Thanks to the technological help from France, in 1970 in Tokaï-Mura, south of Fukushima, Japan opened a pilot irradiated fuel-reprocessing factory.
In 1987, Cogema (COmpanie GEnérale des MAtières nucléaires) signed a contract for 1.4 billion francs, equivalent to 213 million Euros, to help construct a new reprocessing factory in Rokkasho-Mura, north of Fukushima – a replica of la Hague’s inland factory near Cherbourg. It should have started service in 2005, but today we are still waiting. As a result, the Fukushima-Daiichi accident site also houses a pool of irradiated fuel, common to the six reactors.

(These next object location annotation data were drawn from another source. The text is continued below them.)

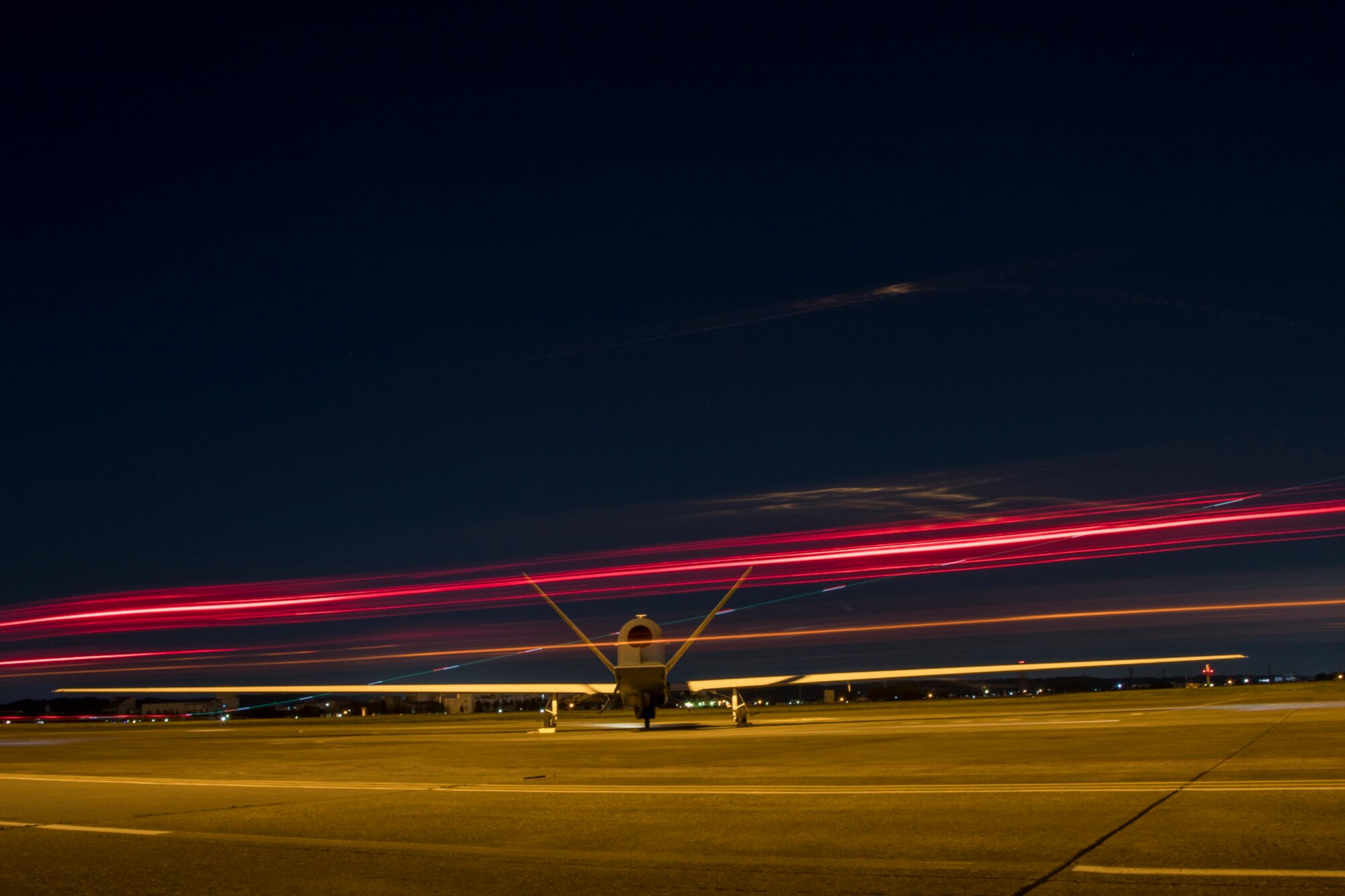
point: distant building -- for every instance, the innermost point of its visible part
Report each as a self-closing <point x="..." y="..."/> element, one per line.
<point x="457" y="702"/>
<point x="188" y="706"/>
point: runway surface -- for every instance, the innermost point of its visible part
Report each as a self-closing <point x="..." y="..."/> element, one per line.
<point x="1203" y="791"/>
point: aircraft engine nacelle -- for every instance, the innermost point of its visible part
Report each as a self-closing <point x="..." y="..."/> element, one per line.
<point x="640" y="643"/>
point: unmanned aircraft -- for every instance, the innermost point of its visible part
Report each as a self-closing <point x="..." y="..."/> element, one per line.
<point x="641" y="674"/>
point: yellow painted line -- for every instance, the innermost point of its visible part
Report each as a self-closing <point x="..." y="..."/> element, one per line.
<point x="1210" y="872"/>
<point x="879" y="790"/>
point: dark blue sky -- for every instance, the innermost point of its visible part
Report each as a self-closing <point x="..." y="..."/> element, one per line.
<point x="326" y="288"/>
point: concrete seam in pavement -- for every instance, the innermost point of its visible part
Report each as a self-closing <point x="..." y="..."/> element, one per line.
<point x="1148" y="809"/>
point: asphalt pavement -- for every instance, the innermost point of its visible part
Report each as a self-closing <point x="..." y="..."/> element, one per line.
<point x="1202" y="791"/>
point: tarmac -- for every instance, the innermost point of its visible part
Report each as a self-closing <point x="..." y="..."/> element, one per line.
<point x="1214" y="790"/>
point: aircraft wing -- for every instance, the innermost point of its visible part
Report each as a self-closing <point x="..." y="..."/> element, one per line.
<point x="401" y="688"/>
<point x="827" y="678"/>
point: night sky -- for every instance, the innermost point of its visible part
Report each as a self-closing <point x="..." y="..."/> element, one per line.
<point x="333" y="290"/>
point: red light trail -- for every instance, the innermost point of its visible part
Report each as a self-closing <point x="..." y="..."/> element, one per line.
<point x="1058" y="534"/>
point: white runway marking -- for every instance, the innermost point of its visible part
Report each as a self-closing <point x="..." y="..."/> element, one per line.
<point x="88" y="829"/>
<point x="1210" y="872"/>
<point x="880" y="790"/>
<point x="189" y="782"/>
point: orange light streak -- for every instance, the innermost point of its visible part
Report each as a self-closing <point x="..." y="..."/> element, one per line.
<point x="800" y="633"/>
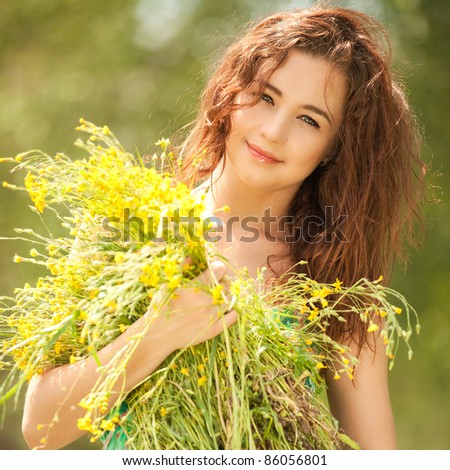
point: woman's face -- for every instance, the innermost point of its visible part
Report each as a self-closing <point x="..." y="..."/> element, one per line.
<point x="277" y="143"/>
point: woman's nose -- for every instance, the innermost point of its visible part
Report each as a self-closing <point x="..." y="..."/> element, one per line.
<point x="274" y="128"/>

The pool is supersaturated and serves as buffer storage pending the start of the Rokkasho-Mura factory. The vice president of Tepco, Tokyo Electric Power Company, declared in 2002 while the local and hostile nuclear referenda were multiplying that “the extraction of plutonium was vital.” The Rokkasho factory must then serve to extract the irradiated plutonium fuel and to re-inject the new fuel associated with the enriched, mixed oxide uranium plutonium fuel. In waiting for the eventual opening of the Rokkasho-Mura factory, France furnished the Japanese reactors with MOX. On March 10th 2011, the day before the earthquake, Areva, the leading French nuclear company, announced to the French High Committee for the Transparence of Information on Nuclear Safety the imminent departure of a new sea transport of MOX between Cherbourg and Japan, which would include fuel for the 3rd reactor at Fukushima-Daiichi.
France and Japan have had relations for 40 years in the nuclear domain, a friendship sealed by the spent fuel reprocessing, with over a hundred shipping deliveries of materials and radioactive waste between Cherbourg and Japan, the intensive use of MOX, but also the great venture of the interrupted fast breeder reactors at Creys-Malville and at Monju.